By jkivligh at 5:29 pm on January 12, 2008Comments Off on Security Review – Fire Hydrants

This is a security review of a fascinating device known as a fire hydrant. To state the obvious, a fire hydrant is designed to allow certain city personnel (firefighters) access to high pressure water in the case of an emergency. They need quick access and proximity to the water, so hydrants must be scattered throughout the city (or campus). Because there are so many of them, they should be cheap to make and cheap to keep adversaries from tampering with them.

Assets/Security Goals

As stated above, the main asset of a fire hydrant is fast access to water in the case of an emergency. Another asset is to provide water for commercial purposes through the use of a permit. Fire hydrants could even be used as a fountain for cooling off in the summer.

The security goal is for only authorized personnel to use these publicly placed hydrants.

Potential Threads/Adversaries

We want to protect from the threat of wasted water and a drain on the city’s water pressure (as in a coordinated attack, simultaneously activating hydrants across campus). The people who would like to pull off such a stunt, the adversaries, are most likely just miscreants with nothing better to do. The adversary could also be young kids who are simply curious, or as stated earlier, a group looking to cool off. Either way, they could loosen the hydrant and make a mess to the surrounding area and waste water that the city is paying for. It’s also the job of the city to keep the citizens safe. Tampering with a hydrant could potentially be physically dangerous, and even cooling off in the water has led to accidents: people have been hit by traffic while playing in the water in the street.

Weaknesses

The main weakness of a fire hydrant is the fact that many can simply be opened with a large wrench. It is also a weakness that there are so many hydrants and their placement is such that anyone has easy access to them

Potential Defenses

Nevertheless they are defended from tampering by the fact that you need at least a large wrench, and in some cases special tools that most people don’t have access to. They are also defended from abuse simply by the fact that their public placement will immediately lead a passerby to suspicion. For example, city officials would should use the hydrants are typically uniformed and it’s clear that they are simply doing their job.

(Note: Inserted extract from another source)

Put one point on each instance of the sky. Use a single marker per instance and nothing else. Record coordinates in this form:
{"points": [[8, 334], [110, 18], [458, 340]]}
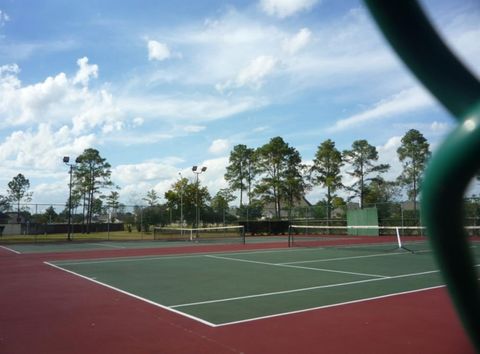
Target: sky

However, the lack of a strongly motivated adversary is really what best protects fire hydrants from tampering – no significant security measures are necessary, because few have the motive to tamper with them. And if they did tamper with them, say a company that water to steal the water for their own purposes, the city is very likely to notice given the public placement of hydrants. Many hydrants also require special equipment which keeps the average person from doing any damage.

Risk Analysis

The risk to the city is very low. The lack of any significantly motivated threats nearly brings the risk to nil. If some asset, the water, is lost, it can quickly be detected before there has been a significant monetary loss (water is cheap).

Conclusions

All and all hydrants get the job done with very little tampering or abuse. The need for special tools virtually prevents all casual tampering (i.e. cooling off in the summer), and the law is on the side of the city when companies attempt to steal water from the hydrants – in the long term, public placement will make criminal uses of the water obvious. Such deterrents make criminal use and tampering practically a non-issue (or next to no risk) for any city.